Express News Service
NEW DELHI: If all goes well, the world’s highest rail bridge, which is being built across Chenab River in J&K, may be ready for commissioning to the rail traffic, most probably by December 2022.
The bridge has been designed to be built 1315 meter in length on the Katra-Banihal rail section in Reasi district of Jammu and Kashmir with a 359-meter high main arch span from the Chenab river bed level, at the cost of Rs 27949 crore.
Although the railway minister Ashwini Vaishnaw did not give any exact date for the commissioning of this bridge in reply to a question in the Lok Sabha recently, if sources related to this project are to be believed, this bridge is likely to be ready by December 2022. This bridge is world’s highest railway bridge as a part of the ambitious Udhampur-Srinagar-Baramulla rail link (USBRL) project will be an engineering marvel of Indian Railways. Its last arch closure was completed on the bridge in April this year by the railway has been taken up as a challenge by the Indian Railways because of its location being in very tough hilly terrain.
As union minister of state for railways Darshan Jardosh recently tweeted: “Once fully completed, the bridge will stand at 359 meters above the river bed level making it the highest railway bridge in the world. It would be another engineering marvel from Indian Railways”.
“This bridge will be iconic and attract tourists from across the globe also to see and cross over the river Chenab through this bridge by a train”, a senior railway official said, adding that the bridge arch upon being fully constructed would be around 35 meters higher than the iconic Eiffel Tower in Paris.
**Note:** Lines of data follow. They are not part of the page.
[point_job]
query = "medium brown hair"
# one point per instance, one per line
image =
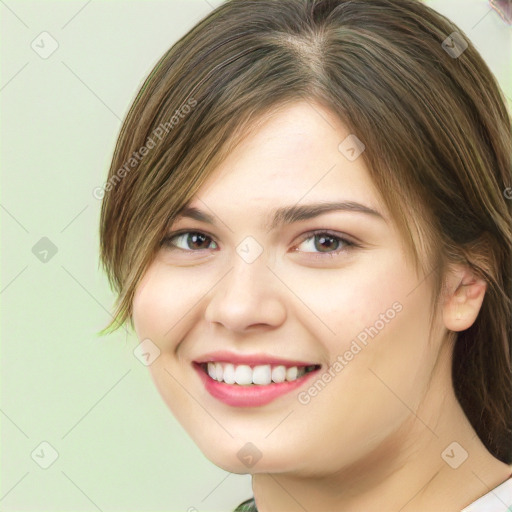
(438, 146)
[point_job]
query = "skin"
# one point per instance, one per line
(374, 436)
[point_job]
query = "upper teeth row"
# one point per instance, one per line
(244, 375)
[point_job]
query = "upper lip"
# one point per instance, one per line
(249, 359)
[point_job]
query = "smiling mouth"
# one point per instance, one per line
(259, 375)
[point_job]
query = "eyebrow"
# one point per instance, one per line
(290, 214)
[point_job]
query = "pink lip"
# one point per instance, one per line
(251, 360)
(248, 396)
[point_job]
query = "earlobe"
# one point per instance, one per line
(465, 297)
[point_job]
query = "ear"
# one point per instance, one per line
(464, 294)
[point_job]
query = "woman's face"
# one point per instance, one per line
(358, 311)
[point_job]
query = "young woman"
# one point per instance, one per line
(307, 221)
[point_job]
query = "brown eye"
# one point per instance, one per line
(188, 241)
(324, 242)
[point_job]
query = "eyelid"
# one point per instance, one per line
(346, 240)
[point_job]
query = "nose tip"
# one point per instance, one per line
(248, 296)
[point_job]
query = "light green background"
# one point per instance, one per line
(119, 448)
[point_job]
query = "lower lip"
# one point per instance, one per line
(249, 396)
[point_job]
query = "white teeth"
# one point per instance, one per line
(218, 371)
(279, 373)
(262, 375)
(211, 371)
(229, 374)
(291, 373)
(243, 375)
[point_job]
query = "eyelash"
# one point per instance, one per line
(348, 244)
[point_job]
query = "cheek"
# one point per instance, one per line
(155, 304)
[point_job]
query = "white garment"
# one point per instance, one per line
(497, 500)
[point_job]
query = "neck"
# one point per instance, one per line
(408, 472)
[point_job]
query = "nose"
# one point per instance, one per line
(248, 296)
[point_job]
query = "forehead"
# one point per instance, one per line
(296, 154)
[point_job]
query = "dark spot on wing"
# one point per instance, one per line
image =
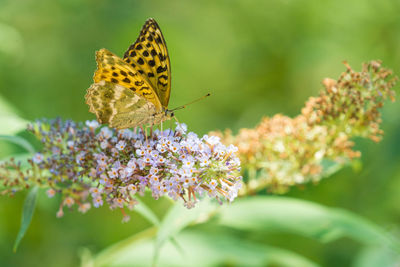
(139, 83)
(161, 69)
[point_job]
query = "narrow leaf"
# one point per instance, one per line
(282, 214)
(27, 213)
(147, 213)
(18, 141)
(205, 249)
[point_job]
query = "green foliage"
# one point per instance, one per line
(256, 58)
(29, 208)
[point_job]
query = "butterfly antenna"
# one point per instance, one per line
(194, 101)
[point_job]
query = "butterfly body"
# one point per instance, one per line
(135, 90)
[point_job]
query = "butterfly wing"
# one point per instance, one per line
(119, 106)
(111, 68)
(149, 56)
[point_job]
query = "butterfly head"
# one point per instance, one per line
(169, 113)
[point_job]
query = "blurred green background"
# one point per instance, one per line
(256, 58)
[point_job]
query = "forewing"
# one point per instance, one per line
(112, 69)
(118, 106)
(149, 56)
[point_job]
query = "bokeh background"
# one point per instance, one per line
(256, 58)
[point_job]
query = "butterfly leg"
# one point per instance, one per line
(144, 132)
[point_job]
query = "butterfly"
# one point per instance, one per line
(133, 90)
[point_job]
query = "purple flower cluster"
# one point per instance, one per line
(88, 165)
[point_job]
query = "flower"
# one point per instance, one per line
(96, 167)
(281, 152)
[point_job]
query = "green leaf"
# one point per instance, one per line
(19, 141)
(377, 256)
(205, 249)
(147, 213)
(10, 122)
(179, 217)
(282, 214)
(112, 253)
(27, 213)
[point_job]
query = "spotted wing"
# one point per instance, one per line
(118, 106)
(111, 68)
(149, 56)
It will be built with a massive fabrication of more than 28,660 MT steel with 26 km motorable roads. The bridge arch’s overall weight is said to be around 10,619 MT and its design has been developed with the help of software called ‘tekla’ that helped the engineers in structural detailing. The tekla software is used basically in the construction of industry for steel in concrete detailing, pre-cast, and cast-in-situ as it enables the users to create 3D structural models in steel to facilitate the actual construction. Another most striking salient technical feature of this bridge is that the structural steel with which the bridge is built has a capacity to stand with -10°C to 40°C of temperature.